Um desses processos, que terminou em Novembro de 2007 no mesmo tribunal, dizia respeito a 83 crimes de burla, no qual a arguida foi condenada a quatro anos e seis meses de prisão por levar a cabo o mesmo esquema agora julgado.

No julgamento, que começou a 16 de Setembro de 2008, a arguida foi acusada pelo Ministério Público de 181 crimes de burla (decorridos entre 2003 e 2005), por levar a cabo um esquema em que se fazia passar por juíza, inspectora das finanças, advogada, solicitadora ou liquidatária.

A falsa juíza obtinha informação sobre pessoas e empresas com dívidas ao Estado através de editais publicados nos jornais, contactava-as e induzia-as ao depósito de determinadas quantias para evitar uma penhora.

Só em indemnizações, Olga A. terá de pagar mais de 65 mil euros respeitantes às quantias burladas, não só a pessoas individuais mas também a entidades como creches, jardins-de-infância, lares e até ao Sindicato dos Trabalhadores da Indústria Metalúrgica.

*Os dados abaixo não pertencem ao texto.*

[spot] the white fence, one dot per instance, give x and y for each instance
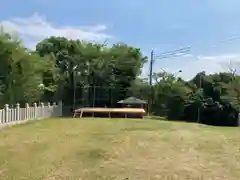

O companheiro de Olga A., Hélder M., foi condenado, pelo mesmo crime de burla, a uma pena suspensa de três anos, em que será acompanhado pelo Instituto de Reinserção Social.

O tribunal absolveu os restantes 41 arguidos, considerando que não agiram de forma consciente quando cederam cadernetas ou contas bancárias a Olga A. para serem feitos os depósitos das quantias burladas.